The indices of some entities overlap. spaCy provides a utility method filter_spans to deal with this.

In [18]:
from spacy.util import filter_spans

for training_example  in tqdm(training_data['annotations']): 
    text = training_example['text']
    labels = training_example['entities']
    doc = nlp.make_doc(text) 
    ents = []
    for start, end, label in labels:
        span = doc.char_span(start, end, label=label, alignment_mode="contract")
        if span is None:
            print("Skipping entity")
        else:
            ents.append(span)
    filtered_ents = filter_spans(ents)
    doc.ents = filtered_ents 
    doc_bin.add(doc)

doc_bin.to_disk("./training_data.spacy") # save the docbin object

  0%|          | 0/31 [00:00<?, ?it/s]

Skipping entity
Skipping entity
Skipping entity
Skipping entity
Skipping entity
Skipping entity
Skipping entity
Skipping entity
Skipping entity
Skipping entity
Skipping entity
Skipping entity
Skipping entity
Skipping entity
Skipping entity
Skipping entity
Skipping entity
Skipping entity
Skipping entity
Skipping entity
Skipping entity
Skipping entity
Skipping entity


100%|██████████| 31/31 [00:00<00:00, 976.37it/s]

Skipping entity
Skipping entity
Skipping entity
Skipping entity





The DocBin saves the Training_Data in Spacy format which we need to train a model. 
Then, We can manually create a config file as per the use case or quickly create a base config on spaCy’s training quickstart page here.

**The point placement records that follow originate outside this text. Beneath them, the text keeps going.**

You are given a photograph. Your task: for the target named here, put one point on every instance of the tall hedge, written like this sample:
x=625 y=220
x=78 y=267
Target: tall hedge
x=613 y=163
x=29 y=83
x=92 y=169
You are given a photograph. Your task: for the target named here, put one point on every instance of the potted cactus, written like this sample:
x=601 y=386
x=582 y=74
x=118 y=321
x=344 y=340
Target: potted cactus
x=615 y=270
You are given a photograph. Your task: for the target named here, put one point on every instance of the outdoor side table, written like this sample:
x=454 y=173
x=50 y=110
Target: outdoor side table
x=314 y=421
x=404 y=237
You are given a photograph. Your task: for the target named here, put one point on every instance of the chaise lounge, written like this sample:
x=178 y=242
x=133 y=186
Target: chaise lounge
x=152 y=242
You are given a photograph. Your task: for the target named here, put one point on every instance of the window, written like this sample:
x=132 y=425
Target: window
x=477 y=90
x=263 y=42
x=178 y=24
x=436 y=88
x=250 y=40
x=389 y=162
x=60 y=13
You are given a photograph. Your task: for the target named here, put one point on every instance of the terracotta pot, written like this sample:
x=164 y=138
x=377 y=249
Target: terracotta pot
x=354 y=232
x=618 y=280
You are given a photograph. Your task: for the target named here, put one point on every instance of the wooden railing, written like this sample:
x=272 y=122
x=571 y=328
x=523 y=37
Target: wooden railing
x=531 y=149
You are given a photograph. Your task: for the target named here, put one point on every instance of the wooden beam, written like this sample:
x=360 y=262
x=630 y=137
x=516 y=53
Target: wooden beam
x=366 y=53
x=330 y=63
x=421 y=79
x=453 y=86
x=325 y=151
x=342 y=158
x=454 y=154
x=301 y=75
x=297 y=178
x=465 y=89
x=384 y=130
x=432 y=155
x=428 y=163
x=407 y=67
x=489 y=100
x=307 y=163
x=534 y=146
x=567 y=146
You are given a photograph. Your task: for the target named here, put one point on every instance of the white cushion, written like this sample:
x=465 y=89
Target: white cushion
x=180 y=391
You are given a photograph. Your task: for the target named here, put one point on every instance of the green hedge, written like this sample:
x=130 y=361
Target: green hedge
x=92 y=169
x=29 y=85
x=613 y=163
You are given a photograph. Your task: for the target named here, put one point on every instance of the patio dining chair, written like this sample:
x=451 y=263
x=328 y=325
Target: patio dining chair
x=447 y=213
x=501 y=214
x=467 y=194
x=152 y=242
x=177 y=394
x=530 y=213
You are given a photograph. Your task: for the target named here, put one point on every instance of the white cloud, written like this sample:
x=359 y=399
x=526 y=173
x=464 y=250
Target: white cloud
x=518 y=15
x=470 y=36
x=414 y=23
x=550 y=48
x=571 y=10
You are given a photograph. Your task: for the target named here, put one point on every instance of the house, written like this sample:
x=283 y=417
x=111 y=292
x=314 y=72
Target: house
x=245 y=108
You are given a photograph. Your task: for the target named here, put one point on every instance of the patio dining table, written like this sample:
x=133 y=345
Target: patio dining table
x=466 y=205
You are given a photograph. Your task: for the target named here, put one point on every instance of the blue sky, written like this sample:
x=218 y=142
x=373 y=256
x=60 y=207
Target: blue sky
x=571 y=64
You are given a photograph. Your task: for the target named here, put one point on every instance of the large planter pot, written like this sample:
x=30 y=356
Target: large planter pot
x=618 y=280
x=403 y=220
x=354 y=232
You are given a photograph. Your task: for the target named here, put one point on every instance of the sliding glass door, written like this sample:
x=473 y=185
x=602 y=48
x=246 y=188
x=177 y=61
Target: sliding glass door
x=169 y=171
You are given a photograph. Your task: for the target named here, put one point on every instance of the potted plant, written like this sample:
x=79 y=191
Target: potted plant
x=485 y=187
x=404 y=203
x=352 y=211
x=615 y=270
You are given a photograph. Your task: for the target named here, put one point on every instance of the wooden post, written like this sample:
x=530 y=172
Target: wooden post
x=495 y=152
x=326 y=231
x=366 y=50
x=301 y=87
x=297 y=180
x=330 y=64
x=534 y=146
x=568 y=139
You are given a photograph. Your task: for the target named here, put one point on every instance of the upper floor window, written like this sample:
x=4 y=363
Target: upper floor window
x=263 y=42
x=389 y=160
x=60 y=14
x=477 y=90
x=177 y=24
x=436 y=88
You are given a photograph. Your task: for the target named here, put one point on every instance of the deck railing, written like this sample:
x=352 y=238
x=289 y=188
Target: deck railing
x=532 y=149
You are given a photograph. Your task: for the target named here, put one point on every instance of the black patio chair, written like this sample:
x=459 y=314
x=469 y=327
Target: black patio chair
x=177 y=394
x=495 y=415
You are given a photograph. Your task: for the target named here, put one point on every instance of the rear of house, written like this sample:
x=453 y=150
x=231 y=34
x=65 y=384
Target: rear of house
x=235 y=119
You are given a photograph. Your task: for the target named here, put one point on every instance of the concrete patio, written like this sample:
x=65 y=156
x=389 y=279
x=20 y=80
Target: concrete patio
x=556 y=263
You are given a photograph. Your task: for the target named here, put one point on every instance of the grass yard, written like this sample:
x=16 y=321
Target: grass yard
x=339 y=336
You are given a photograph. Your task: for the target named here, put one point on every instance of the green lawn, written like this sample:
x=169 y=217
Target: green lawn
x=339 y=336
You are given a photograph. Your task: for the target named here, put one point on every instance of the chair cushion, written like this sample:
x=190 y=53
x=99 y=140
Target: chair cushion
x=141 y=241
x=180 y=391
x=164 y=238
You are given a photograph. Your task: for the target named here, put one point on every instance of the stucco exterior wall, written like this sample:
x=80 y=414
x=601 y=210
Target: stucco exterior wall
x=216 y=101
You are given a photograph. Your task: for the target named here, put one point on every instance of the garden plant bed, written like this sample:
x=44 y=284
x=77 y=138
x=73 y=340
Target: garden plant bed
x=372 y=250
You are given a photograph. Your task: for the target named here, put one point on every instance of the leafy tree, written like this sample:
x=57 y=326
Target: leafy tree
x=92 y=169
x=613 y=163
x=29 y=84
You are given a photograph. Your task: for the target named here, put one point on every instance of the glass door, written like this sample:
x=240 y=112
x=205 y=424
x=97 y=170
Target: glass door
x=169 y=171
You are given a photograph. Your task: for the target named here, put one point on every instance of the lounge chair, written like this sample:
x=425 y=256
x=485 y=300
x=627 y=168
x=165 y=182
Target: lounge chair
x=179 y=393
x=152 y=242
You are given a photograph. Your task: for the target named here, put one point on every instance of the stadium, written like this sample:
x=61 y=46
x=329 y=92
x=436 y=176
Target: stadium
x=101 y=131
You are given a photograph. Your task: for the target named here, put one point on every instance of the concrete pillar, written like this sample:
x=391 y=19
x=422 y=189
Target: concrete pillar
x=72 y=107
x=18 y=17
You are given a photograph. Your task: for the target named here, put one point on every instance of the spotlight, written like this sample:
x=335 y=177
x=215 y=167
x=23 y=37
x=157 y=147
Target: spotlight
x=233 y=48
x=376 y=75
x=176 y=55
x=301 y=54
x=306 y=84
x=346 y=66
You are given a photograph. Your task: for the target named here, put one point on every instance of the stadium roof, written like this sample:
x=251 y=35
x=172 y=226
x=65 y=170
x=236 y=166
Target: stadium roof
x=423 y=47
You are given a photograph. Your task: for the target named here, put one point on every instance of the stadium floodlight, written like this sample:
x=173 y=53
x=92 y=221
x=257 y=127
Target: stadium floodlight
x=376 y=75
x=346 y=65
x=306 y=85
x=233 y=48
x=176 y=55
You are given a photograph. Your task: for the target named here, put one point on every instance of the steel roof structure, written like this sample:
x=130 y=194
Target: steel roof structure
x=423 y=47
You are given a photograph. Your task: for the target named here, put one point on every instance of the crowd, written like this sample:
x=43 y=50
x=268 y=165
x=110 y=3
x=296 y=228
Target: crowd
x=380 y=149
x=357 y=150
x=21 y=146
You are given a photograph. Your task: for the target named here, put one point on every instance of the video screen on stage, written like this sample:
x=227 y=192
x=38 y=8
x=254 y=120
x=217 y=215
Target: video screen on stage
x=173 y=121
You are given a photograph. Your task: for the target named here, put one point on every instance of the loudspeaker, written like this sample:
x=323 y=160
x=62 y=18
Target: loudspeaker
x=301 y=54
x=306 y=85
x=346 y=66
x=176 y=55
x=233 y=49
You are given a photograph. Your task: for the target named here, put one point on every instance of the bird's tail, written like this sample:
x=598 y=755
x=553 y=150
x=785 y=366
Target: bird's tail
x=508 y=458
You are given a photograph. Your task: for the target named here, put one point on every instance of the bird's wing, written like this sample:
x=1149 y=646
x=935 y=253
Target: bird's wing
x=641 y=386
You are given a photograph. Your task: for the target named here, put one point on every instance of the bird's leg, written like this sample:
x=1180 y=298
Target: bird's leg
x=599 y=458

![image.png](attachment:c8d442eb-5e21-431d-a61b-9433d6affb0e.png)

We’ll be working with a base config file using the quickstart page. 
This is an incomplete file with only our custom options, so we’ll have to fill in the rest with the default values. The command below is ran in CMD. 

> python -m spacy init fill-config base_config.cfg config.cfg 

![image.png](attachment:a990bbc7-4c6f-4723-ab0b-3ca62f1eb8f5.png)

Please make sure that the training data in spacy format is available in the same path before running the line above. This will create a config file in the same directory.  

Now, as we have all that we need to train our model. Let's train the model with the line below: 

> python -m spacy train config.cfg --output ./ --paths.train ./training_data.spacy --paths.dev ./training_data.spacy 

![image.png](attachment:43b04acb-6249-4cbd-8666-95b37cbb0d42.png) 

Let’s load the best-performing model and test it on a piece of text. I had to use Anaconda Prompt to work with the command lines and so the output below was generated in Jupyter notebook. 

> nlp_ner = spacy.load("model-best")

> doc = nlp_ner(training_data['annotations'][0].get('text'))

> spacy.displacy.render(doc, style="ent", options= options, jupyter=True) 

![image.png](attachment:90807117-bfd4-4136-84a5-2385bf9cff3b.png)

Even with the very limited amount of data the model achieves decent performance. We could follow the same steps above to train a model with different data but it should have annotations.